Last year a little black and blue number caused an international uproar – half the people who looked at the infamous dress would stake their lives on the fact that it was black and blue while the other half refused to budge on their opinion that it was white and gold. Neither, of course, were wrong and how we as humans see colour has a lot to do with how our individual brains work and other complicated bits about how sunlight hits the rods and cones in our eyes with which we won’t bore you.
Blue, it seems, was a little more problematic for old timers than for us.
As Grace Raver and Kevin Loira point out in their video (below) on Business Insider, the Ancients weren’t even able to see the colour blue. There was, of course, nothing wrong with their eyesight, they just lacked any kind of explanation or name for the colour that covers the whole of our planet.
In his tome “The Odyssey” Homer, for instance, describes a “wine-dark sea” (a man after our own hearts!) and doesn’t use the word blue once throughout the whole epic.
“Blue” was also one of the last words added to the really old languages like Greek, Chinese and Japanese.

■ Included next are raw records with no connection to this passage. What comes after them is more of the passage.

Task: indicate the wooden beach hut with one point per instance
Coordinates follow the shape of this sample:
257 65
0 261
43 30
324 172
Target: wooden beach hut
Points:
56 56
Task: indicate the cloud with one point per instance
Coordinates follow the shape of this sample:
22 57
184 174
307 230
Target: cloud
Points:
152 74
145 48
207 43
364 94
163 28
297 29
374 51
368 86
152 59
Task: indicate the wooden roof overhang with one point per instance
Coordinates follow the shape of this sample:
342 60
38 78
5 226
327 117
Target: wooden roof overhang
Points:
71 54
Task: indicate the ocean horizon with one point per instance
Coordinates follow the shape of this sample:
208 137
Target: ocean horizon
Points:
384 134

Designers and holistic healers have for decades used colour to influence people in a given way, and since we ‘modern’ folk developed the capacity to perceive the colour blue, it has played an important part in the psychology behind interior design.
Blue helps reduce stress by lowering the blood pressure and heart rates. Some studies even state that people work more productively in blue rooms. Vivid blues stimulate clear thought and lighter, soft blues have a calming effect on the mind and aid concentration.